By Sinead Stubbins -
For someone who was never allowed to watch scary movies – and who still avoids them, even as an adult – I sure do spend a lot of time thinking about the ways supernatural beings could murder me in my sleep. Beds that will suck me inside an alternate dimension full of monsters with claws; a ghostly creature hiding underneath my mattress, waiting for me to place a single bare foot on the ground; a murderous hundred-year-old poltergeist who appears to me in the mirror when I brush my teeth – these are the kinds of things that occupy my late-night thoughts.
When I was younger, this fear consumed me as soon as it was time for bed. Every night while I was being tucked in, like clockwork, I’d ask my parents, “Will I be safe?” – a ritual I recited for years like a prayer. (I wonder if they were ever tempted to say, “No idea! Good luck, though.”) I just felt so strongly that my demise would occur once darkness fell. It didn’t help that, at the time, I was sharing a bedroom with someone who I had a strong suspicion could be a demon from the beyond.

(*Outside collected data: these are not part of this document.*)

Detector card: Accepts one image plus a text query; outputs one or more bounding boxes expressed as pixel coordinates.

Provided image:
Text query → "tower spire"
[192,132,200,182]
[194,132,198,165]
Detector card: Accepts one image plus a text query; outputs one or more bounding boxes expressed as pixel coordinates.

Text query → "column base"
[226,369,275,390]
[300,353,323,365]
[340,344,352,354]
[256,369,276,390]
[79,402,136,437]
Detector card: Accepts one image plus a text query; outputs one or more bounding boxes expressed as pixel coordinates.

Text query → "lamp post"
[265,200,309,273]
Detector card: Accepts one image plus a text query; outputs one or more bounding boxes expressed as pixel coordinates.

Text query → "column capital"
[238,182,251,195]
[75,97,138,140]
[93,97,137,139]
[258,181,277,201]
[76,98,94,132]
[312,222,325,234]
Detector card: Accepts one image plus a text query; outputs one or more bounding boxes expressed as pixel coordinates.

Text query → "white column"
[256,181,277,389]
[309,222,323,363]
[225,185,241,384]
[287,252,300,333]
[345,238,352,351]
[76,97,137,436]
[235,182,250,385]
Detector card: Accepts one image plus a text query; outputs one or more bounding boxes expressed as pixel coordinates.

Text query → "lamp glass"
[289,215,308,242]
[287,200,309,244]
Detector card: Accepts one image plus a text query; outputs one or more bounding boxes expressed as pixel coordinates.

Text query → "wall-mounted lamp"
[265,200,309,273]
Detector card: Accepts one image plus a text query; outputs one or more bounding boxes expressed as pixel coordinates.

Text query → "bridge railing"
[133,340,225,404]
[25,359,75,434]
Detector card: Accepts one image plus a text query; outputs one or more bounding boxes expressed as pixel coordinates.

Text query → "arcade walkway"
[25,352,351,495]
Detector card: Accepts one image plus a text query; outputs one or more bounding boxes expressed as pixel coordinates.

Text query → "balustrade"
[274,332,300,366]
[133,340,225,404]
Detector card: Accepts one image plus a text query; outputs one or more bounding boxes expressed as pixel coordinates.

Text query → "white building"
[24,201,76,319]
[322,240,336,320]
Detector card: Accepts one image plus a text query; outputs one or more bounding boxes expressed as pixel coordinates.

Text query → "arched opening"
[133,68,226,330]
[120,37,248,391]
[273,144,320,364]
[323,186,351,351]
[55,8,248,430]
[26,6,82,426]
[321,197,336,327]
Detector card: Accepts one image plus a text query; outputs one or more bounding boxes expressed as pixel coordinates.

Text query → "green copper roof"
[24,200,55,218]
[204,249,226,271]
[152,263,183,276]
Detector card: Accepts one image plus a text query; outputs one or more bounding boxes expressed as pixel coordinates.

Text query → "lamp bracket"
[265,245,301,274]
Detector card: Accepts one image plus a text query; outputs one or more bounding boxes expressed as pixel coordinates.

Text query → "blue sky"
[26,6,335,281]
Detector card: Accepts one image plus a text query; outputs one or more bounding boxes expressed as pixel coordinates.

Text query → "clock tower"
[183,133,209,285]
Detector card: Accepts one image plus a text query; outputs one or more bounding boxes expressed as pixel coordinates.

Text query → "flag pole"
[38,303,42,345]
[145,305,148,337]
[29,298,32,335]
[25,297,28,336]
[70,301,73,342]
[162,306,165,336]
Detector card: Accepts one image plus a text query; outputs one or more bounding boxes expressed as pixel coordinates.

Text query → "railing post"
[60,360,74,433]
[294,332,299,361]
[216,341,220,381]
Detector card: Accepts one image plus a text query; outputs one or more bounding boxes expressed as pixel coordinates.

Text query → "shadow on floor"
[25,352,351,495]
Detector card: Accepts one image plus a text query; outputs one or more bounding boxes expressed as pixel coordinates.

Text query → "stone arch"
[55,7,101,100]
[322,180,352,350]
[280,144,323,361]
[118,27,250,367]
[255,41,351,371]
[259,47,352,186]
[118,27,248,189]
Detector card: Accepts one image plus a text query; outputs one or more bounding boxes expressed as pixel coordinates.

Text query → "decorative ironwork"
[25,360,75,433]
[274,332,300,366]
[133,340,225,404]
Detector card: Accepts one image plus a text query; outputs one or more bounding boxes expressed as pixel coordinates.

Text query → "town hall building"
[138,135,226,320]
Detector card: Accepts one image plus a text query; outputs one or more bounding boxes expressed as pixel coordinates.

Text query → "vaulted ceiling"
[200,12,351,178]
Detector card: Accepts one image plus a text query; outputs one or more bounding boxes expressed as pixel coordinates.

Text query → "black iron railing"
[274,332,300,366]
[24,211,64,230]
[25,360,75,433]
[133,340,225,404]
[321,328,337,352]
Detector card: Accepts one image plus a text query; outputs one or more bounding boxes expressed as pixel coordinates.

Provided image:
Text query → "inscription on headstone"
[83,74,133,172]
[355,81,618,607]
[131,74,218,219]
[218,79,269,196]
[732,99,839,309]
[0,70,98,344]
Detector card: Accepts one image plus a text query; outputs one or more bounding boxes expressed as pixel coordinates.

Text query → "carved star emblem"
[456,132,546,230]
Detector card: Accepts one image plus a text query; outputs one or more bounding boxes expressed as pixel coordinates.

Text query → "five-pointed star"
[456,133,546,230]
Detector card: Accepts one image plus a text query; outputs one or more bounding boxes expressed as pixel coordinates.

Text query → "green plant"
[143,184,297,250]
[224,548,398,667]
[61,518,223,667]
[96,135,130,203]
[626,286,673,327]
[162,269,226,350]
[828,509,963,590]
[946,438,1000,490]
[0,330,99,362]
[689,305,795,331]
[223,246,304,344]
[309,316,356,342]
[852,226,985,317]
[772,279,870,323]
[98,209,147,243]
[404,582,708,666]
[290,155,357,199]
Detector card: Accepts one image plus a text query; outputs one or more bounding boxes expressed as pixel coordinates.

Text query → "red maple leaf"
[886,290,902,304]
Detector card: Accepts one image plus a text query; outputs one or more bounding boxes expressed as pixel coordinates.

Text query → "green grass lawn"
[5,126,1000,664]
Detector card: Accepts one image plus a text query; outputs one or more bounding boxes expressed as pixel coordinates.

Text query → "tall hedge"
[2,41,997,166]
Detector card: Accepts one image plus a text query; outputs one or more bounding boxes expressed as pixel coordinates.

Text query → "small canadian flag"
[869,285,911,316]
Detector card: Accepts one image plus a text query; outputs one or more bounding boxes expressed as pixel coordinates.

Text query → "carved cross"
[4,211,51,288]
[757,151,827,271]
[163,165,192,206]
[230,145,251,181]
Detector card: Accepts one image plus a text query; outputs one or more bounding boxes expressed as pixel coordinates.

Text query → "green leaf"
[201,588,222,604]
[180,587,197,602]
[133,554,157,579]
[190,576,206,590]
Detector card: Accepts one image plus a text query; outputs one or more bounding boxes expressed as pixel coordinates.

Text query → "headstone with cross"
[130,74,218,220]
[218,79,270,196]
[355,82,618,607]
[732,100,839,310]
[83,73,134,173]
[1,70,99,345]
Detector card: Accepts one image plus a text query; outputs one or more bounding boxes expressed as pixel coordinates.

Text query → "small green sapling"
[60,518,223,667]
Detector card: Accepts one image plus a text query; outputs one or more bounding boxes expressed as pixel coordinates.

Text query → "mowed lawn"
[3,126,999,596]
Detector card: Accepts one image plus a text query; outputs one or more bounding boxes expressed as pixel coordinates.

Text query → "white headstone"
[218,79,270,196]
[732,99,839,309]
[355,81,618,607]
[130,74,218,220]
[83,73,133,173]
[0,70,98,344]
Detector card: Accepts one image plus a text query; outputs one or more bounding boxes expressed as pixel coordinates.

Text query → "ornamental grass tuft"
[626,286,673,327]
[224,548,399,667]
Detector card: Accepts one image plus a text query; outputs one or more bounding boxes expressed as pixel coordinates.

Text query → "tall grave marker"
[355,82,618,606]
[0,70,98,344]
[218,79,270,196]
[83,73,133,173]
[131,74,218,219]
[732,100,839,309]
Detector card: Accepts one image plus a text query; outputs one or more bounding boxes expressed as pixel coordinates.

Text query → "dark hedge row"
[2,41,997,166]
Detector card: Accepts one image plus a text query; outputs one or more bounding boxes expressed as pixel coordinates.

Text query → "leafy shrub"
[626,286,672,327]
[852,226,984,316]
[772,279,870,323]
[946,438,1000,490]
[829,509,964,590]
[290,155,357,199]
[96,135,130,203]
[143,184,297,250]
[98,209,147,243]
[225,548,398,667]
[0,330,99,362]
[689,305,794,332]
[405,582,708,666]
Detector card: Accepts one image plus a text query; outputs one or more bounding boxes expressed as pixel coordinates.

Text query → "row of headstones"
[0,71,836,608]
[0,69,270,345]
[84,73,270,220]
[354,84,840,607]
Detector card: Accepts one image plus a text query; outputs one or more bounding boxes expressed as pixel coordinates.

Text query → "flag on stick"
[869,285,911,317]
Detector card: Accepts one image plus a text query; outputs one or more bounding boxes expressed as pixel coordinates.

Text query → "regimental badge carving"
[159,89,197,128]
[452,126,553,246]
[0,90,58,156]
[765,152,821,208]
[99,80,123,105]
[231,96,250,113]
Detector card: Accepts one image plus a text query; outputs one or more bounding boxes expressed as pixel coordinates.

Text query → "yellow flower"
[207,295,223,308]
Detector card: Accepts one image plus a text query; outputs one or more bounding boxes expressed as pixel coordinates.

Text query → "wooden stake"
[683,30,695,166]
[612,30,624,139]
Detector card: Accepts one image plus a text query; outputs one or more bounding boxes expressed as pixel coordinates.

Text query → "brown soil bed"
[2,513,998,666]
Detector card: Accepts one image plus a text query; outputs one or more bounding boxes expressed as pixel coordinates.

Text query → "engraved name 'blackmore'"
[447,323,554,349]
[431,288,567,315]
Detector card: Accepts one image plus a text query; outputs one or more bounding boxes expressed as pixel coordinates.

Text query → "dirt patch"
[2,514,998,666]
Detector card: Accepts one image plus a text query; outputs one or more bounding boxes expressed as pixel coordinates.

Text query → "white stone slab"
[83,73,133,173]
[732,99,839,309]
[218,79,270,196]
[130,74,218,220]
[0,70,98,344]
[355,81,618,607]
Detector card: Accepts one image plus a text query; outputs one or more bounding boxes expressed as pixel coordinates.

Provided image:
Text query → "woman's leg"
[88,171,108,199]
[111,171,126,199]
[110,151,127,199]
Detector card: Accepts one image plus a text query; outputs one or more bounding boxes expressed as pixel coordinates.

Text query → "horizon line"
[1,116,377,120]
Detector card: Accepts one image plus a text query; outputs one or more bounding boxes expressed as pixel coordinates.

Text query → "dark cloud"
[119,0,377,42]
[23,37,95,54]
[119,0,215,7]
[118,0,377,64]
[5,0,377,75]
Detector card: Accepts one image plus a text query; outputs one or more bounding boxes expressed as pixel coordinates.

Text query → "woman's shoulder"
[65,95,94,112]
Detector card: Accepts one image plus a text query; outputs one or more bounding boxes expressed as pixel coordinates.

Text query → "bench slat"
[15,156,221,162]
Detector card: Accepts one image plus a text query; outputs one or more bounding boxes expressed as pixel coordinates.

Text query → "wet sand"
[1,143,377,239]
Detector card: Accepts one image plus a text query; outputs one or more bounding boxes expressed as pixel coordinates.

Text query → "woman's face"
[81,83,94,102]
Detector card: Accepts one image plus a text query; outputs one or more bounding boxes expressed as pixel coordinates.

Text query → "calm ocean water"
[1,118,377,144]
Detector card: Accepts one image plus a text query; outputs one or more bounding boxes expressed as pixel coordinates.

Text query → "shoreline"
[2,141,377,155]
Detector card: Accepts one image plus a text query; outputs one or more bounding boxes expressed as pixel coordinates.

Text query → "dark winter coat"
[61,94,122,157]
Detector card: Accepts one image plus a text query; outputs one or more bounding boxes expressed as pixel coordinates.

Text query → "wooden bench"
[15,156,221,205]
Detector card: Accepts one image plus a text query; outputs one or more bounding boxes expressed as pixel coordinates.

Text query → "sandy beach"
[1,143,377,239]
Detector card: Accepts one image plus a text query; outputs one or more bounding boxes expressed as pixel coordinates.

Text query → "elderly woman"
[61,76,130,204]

When she was young, my little sister looked like a classic creepy horror movie child. She was pale, with big blue eyes and long dark hair. It wasn’t that she had the personality of a horror movie child – she didn’t casually converse with invisible spirits at the dinner table, mutter nonsense under her breath, or walk down the staircase like a spider (though we didn’t have a staircase; perhaps she just didn’t have the opportunity). But I felt as though the universe was trying to warn me I should be on guard, nonetheless. When I was eight or nine, I used to have nightmares about my sister. It felt like I dreamt about her for at least a year, but it was probably only a few months (when you’re little, time can only be measured by school holidays and Harry Potter book releases). In the dream, I would wake up and she’d be standing at the foot of my bed, wearing a long white nightgown that looked like it was from the 1800s. Her long hair would partially hide her glazed face, but I saw a hint of a narrowed eye. Her head was tilted down at a menacing angle that told me, “I intend to haunt then kill you with my supernatural demon child powers.” I never went back to sleep after those dreams.
Was I so dumb to believe that the late-night visions were the work of a higher power trying to tell me something? It’s said that dreams come from the unconscious during the ‘theta brainwave stage’. Some people think that when we’re in this stage, our brains pick up cues, like the energy of places and people around us. Our subconscious tries to provide us insights, and even give us spiritual guidance. Both Abraham Lincoln and Joan of Arc predicted their own deaths in a dream – perhaps I wasn’t so different from Abe and Jo?
Eventually the dreams stopped. My sister’s hair was cut into a short bob (quite fashionable, I must say). I didn’t need to confirm with my parents if I would or would not be slain in my sleep. It’s easy to see now that the dreams were probably a manifestation of all the anxiety I was feeling, transitioning from being an only child to the eldest of three. When you’re a kid, the idea of getting less attention is akin to doing battle with a supernatural tormenter. But a bit of me always wondered if there was something spiritually iffy going on there. There’s no harm in checking under the bed now and then.